Citi Research has once again cut its global growth forecast through the end of 2016. In a new report, analyst Willem Buiter explained why Citi’s outlook has become bleaker in recent months and what Citi’s latest projections mean for global investors.
The Numbers
Citi’s latest projections call for only 2.6 percent global growth in 2015, down from the 2.7 percent projection the firm issued a month ago. In addition, Citi’s 2016 growth forecast dropped to 2.9 percent, down from 3.1 percent one month ago and 3.5 percent four months ago.
The latest downgrade marks Citi’s fourth consecutive 2016 growth downgrade. Citi's largest growth downgrades were issued to Argentina, Brazil, Korea, Russia, Nigeria and Turkey.
The Good News
Despite the downgrades, Citi believes that, as far as U.S. and European investors are concerned, the weakness in emerging markets is more likely a mid-cycle slowdown than a significant downturn.

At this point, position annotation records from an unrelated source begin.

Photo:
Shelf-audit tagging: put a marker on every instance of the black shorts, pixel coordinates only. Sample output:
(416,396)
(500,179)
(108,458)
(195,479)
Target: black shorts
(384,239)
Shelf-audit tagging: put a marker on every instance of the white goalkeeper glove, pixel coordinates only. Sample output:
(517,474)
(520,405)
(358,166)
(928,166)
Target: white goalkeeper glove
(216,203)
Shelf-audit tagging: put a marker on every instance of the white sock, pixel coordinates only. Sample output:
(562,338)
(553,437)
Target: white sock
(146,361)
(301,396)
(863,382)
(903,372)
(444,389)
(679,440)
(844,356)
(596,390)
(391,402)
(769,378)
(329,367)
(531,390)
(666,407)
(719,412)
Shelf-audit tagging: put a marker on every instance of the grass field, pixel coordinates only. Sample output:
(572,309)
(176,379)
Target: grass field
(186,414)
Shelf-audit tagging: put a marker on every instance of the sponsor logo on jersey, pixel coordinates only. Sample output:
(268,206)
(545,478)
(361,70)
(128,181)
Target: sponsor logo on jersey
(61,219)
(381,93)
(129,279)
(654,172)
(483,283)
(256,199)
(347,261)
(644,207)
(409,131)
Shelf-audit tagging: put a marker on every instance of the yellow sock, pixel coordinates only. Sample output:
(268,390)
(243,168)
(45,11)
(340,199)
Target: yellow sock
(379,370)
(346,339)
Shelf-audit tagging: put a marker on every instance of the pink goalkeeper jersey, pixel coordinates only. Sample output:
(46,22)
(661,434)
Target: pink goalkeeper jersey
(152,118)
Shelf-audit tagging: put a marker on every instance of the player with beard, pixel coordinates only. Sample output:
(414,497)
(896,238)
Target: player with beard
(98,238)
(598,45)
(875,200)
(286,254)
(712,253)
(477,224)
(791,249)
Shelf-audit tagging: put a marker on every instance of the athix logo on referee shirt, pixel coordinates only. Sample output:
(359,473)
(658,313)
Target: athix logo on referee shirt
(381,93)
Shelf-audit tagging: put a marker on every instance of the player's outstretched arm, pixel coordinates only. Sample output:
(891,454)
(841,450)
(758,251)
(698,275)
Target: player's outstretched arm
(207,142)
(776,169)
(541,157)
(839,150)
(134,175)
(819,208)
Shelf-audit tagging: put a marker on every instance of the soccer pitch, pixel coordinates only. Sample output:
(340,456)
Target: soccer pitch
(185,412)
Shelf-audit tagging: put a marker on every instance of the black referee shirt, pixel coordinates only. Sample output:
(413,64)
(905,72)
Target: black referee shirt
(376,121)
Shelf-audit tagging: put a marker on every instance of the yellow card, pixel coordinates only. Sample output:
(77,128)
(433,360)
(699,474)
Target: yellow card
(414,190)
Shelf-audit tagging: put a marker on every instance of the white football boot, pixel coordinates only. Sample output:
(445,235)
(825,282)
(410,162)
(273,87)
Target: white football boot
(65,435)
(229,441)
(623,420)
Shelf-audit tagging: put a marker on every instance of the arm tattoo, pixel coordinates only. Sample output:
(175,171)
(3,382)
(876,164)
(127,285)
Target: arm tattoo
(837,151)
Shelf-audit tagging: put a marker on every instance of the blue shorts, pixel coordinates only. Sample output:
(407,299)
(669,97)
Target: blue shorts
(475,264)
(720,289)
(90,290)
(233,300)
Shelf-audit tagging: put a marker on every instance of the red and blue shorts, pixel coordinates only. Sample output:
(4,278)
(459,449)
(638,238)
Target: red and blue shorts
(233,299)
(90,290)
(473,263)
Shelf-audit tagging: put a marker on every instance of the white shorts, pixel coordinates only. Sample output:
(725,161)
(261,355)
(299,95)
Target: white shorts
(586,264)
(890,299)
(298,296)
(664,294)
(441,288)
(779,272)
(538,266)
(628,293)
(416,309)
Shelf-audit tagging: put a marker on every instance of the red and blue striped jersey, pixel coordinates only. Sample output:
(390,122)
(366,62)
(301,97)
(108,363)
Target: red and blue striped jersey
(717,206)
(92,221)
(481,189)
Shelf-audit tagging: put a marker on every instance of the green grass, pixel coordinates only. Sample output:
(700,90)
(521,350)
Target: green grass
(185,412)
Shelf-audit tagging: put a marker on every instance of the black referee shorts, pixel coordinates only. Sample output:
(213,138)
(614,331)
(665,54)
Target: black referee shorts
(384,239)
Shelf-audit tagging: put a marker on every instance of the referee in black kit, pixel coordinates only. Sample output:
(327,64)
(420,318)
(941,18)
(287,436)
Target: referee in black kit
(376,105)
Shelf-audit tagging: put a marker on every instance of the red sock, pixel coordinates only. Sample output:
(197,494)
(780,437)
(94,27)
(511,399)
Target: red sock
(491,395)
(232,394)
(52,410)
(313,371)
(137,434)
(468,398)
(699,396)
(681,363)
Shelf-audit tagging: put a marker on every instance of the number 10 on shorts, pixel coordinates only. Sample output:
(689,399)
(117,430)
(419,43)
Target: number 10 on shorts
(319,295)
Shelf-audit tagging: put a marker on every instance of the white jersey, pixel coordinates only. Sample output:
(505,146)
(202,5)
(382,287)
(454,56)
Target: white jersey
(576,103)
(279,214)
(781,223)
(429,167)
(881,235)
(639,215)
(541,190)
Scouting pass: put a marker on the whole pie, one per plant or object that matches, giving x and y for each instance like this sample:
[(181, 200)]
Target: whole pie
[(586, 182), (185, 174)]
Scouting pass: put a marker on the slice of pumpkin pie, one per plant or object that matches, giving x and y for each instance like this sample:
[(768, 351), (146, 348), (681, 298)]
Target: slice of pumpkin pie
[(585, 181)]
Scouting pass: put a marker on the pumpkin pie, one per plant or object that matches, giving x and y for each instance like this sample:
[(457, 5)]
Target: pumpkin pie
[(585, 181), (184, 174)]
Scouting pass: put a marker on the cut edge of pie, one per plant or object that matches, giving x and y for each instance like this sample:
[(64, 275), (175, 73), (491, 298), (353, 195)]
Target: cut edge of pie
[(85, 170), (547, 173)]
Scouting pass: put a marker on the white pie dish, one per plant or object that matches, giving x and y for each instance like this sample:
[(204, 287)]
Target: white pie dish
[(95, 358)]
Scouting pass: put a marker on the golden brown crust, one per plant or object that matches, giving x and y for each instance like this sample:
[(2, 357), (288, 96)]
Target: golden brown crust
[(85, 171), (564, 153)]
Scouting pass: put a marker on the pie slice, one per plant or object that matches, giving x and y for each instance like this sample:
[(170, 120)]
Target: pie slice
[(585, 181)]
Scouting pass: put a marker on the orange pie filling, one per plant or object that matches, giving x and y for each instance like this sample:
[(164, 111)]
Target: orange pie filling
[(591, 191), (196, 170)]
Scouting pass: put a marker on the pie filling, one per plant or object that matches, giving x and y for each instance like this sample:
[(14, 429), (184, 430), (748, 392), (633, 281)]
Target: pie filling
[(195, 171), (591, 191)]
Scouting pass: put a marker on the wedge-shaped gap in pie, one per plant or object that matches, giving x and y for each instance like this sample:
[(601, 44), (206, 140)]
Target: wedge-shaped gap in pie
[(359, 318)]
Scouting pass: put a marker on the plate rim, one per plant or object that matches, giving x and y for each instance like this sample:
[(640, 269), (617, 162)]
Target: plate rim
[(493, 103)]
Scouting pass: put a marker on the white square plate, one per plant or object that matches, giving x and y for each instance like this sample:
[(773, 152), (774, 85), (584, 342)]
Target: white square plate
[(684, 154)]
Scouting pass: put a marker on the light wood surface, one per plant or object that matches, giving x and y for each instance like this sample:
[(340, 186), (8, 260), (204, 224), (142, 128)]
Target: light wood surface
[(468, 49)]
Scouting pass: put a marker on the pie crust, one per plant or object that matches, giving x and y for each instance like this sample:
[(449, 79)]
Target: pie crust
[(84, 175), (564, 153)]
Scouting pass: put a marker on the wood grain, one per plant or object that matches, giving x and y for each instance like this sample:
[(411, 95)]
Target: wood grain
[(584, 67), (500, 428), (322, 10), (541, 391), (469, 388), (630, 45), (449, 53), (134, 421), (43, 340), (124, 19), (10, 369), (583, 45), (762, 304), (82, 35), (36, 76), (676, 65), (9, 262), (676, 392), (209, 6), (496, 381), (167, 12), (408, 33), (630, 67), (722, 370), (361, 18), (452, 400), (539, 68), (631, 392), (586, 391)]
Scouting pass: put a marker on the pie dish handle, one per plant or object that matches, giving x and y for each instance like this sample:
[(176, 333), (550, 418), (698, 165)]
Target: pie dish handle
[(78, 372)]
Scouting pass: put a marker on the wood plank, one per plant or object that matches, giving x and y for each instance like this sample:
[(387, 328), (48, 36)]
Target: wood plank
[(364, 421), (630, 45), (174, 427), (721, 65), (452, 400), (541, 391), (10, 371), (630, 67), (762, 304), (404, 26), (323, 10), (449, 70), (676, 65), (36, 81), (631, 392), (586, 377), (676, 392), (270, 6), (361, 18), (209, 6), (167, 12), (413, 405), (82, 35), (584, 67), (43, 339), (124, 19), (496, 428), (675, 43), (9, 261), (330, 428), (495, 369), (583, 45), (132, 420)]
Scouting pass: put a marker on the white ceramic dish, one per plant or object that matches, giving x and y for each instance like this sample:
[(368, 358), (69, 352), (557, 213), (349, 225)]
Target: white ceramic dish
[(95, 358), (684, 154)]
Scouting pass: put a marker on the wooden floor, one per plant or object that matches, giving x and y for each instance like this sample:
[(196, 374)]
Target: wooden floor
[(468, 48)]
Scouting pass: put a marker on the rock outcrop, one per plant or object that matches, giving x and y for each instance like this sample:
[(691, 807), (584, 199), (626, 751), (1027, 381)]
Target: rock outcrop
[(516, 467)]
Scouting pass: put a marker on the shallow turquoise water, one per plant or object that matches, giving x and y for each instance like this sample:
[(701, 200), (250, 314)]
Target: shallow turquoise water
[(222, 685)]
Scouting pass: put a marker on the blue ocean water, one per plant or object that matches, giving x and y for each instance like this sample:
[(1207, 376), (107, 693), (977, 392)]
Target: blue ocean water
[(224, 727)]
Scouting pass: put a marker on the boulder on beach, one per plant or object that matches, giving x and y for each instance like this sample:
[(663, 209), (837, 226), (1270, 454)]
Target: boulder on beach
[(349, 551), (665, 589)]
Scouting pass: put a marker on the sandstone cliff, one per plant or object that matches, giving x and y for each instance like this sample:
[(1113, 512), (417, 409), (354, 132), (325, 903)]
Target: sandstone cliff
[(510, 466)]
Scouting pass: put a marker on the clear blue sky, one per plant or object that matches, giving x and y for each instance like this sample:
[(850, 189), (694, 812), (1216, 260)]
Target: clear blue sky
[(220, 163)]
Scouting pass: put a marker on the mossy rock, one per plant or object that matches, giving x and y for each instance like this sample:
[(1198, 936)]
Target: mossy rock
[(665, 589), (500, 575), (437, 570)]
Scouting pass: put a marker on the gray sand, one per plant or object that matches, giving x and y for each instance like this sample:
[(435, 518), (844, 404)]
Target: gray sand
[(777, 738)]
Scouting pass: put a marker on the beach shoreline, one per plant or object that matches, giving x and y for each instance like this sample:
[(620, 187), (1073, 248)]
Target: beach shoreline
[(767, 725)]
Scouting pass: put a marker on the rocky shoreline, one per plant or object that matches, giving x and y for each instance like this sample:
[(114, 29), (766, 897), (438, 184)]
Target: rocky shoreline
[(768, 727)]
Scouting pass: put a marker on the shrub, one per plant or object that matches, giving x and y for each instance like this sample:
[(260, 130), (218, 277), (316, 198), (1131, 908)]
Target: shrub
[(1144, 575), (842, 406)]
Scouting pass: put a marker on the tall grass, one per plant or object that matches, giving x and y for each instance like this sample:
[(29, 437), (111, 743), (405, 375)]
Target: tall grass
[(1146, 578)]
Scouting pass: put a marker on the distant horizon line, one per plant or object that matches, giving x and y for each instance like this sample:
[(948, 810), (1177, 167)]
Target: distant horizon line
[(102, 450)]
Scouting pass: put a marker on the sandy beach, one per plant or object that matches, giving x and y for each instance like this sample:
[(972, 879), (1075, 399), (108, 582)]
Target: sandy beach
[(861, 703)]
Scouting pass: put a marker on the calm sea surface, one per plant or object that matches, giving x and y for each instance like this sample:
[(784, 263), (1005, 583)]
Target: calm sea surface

“However, unlike the late 1990s EM crisis, we do not expect EM weakness to be followed by a V-shaped rebound in advanced economies, because of the higher weight of Ems in global growth, the relative paucity of monetary policy options for powerful stimulus among advanced economies, plus the widespread overhang of high public and private debt levels,” Buiter explained.
Outlook
Based on the latest projections, Citi now has a relatively dovish outlook for monetary policy. The firm is calling for the first Federal Reserve rate hike in spring 2016 and sees further easing in coming months In Europe, Japan and China.